I - Repliement des protéines

Le repliement des protéines est un processus physique non aléatoire par lequel une protéine acquiert sa conformation native tridimensionnelle, essentielle à sa fonction biologique. Cette conformation est principalement déterminée par la séquence primaire de la protéine. Des mutations, notamment les faux sens, peuvent altérer cette conformation et, par conséquent, la fonction protéique.

L'état replié est stabilisé par diverses liaisons :

  • Liaisons hydrogènes : entre atomes des chaînes latérales, du squelette peptidique ou de molécules d'eau.
  • Liaisons ioniques (ponts salins) : entre résidus de charges opposées (ex: arginine et aspartate).
  • Liaisons électrostatiques : interactions non covalentes de type pi-pi et cation-pi via la délocalisation des électrons dans les cycles aromatiques.
  • Liaisons de Van der Waals : attractions et répulsions à courte distance entre atomes.
  • Liaisons covalentes : ponts disulfures intracaténaires.
  • Effet hydrophobe : les résidus hydrophobes forment des régions hydrophobes, entraînant une réduction des surfaces entre l'eau et ces zones, et une augmentation de l'entropie de l'eau libérée.

Le repliement est énergétiquement favorable, malgré une augmentation de l'ordre, grâce à la diminution des contraintes hydrophobes et aux interactions favorables au sein de la protéine. La structure native correspond à l'état énergétique le plus stable, avec les acides aminés hydrophobes orientés vers l'intérieur et les hydrophiles vers le cytosol.

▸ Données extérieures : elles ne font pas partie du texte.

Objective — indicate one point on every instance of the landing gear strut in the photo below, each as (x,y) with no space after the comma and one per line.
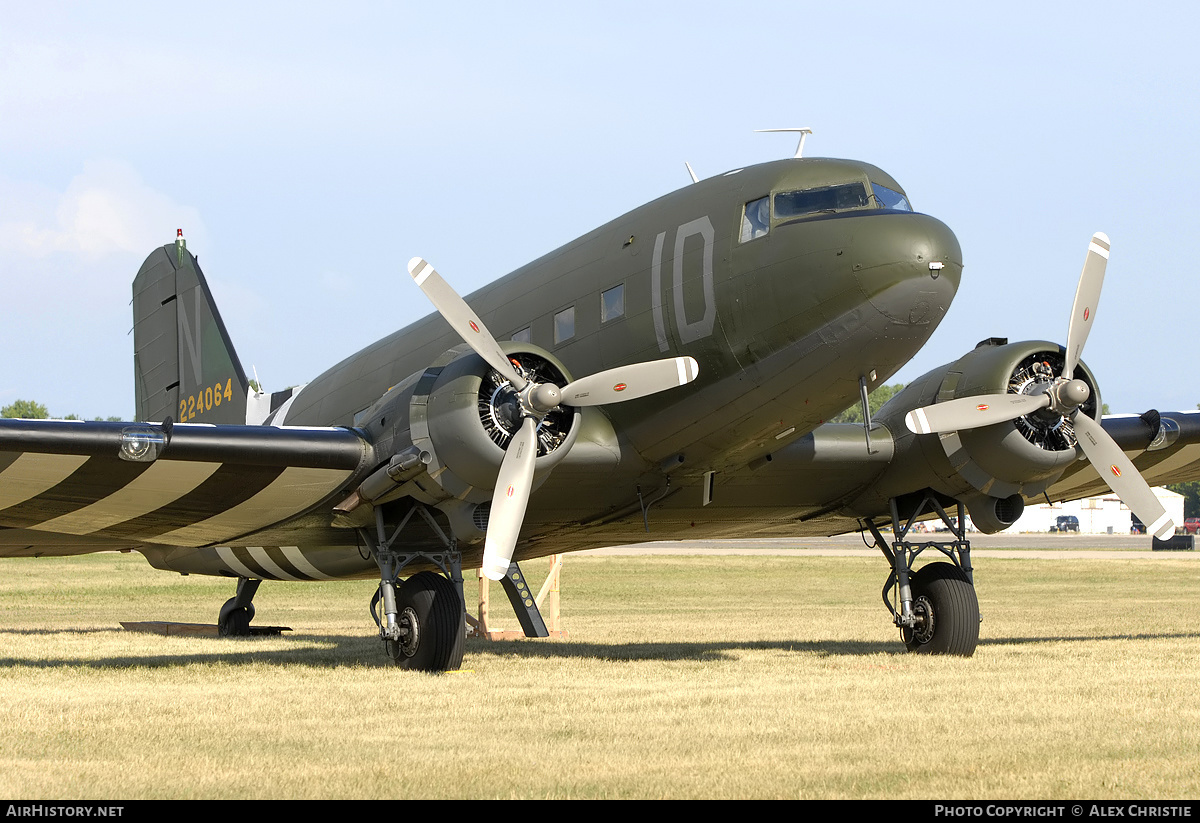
(937,610)
(424,620)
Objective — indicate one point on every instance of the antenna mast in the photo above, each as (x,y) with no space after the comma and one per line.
(803,133)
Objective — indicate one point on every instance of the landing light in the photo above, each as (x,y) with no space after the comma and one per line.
(142,444)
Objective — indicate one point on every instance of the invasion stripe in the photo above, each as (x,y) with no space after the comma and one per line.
(303,564)
(232,560)
(294,491)
(99,478)
(227,487)
(7,457)
(163,482)
(31,474)
(267,558)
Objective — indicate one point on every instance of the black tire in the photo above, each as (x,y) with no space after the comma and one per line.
(948,607)
(234,622)
(430,605)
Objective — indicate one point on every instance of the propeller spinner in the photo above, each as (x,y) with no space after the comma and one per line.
(514,484)
(1062,395)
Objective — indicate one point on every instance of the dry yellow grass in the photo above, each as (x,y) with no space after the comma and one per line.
(707,677)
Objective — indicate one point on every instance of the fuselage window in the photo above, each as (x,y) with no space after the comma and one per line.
(612,304)
(815,200)
(564,324)
(889,198)
(755,220)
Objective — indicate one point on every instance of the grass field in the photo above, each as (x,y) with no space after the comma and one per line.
(701,677)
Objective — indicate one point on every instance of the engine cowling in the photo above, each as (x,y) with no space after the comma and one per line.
(993,467)
(463,414)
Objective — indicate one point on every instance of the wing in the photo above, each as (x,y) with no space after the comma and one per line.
(1165,448)
(65,487)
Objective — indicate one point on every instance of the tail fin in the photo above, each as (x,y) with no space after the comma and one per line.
(184,364)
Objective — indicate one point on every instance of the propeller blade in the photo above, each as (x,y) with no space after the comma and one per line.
(1122,476)
(972,412)
(509,500)
(629,382)
(462,319)
(1087,294)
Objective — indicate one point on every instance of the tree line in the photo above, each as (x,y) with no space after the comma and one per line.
(28,409)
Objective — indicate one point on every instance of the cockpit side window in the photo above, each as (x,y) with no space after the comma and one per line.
(755,220)
(889,198)
(826,198)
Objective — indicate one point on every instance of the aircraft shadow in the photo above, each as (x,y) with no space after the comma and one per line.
(334,650)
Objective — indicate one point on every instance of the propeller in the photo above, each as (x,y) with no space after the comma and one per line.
(514,484)
(1062,395)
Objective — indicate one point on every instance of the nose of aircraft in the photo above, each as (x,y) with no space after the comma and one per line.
(909,265)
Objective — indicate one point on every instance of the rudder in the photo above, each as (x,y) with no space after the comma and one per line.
(184,364)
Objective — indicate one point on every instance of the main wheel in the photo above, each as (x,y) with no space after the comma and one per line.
(433,622)
(947,612)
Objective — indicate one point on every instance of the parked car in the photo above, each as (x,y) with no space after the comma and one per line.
(1066,523)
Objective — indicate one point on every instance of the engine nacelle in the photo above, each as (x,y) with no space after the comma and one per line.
(988,466)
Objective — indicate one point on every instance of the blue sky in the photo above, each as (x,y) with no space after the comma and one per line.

Le repliement est un processus spontané et rapide, non aléatoire, lié à la structure primaire.

Modèles de repliement

Il existe plusieurs modèles pour décrire le repliement des protéines :

  • Modèle du repliement séquentiel hiérarchique :
    1. Nucléation.
    2. Formation rapide de structures secondaires.
    3. Formation de structures super-secondaires, puis de domaines.
    Chaque étape stabilise les éléments formés précédemment, justifiant des états intermédiaires.
  • Modèle de diffusion-collision :
    1. Ensemble de conformations aléatoires initiales.
    2. Formation de structures secondaires transitoires qui diffusent et s'entrechoquent.
    3. Formation d'intermédiaires stables par rencontre des microdomaines transitoires.
    4. Interaction des multi-domaines intermédiaires pour former la structure native (modèle framework).
  • Modèle de l'effondrement hydrophobe :
    1. Formation d'une structure compacte basée sur un cœur hydrophobe enfoui.
    2. Formation de structures secondaires et d'états intermédiaires (molten globule).
  • Modèle de Nucléation-Condensation :
    1. Formation d'une hélice transitoire avec repliement et dépliement de la structure tertiaire autour.
    2. Échantillonnage de nombreuses conformations et stabilisation d'une forme proche de la structure native autour de l'hélice.
    3. Stabilisation simultanée de certaines interactions secondaires et tertiaires, favorisant la condensation.
  • Modèle de Jigsaw Puzzle : Existence de multiples chemins de repliement menant à une solution unique.
  • Modèle unifié du repliement (principalement étudié) : Le repliement passe par de nombreux intermédiaires de conformation. Certains peuvent être stables et interagir, formant des agrégats toxiques. Les protéines doivent se replier lors de leur synthèse et après une dénaturation.

II - Dénaturation des protéines par un élément stressant

Le stress (températures ou pH extrêmes, faible concentration en oxygène, détergents, mutations) peut entraîner une dénaturation de la protéine. Il s'agit d'une modification réversible ou irréversible de la conformation native tertiaire, sans rupture des liaisons covalentes (sauf ponts disulfures) ni modification de la structure primaire.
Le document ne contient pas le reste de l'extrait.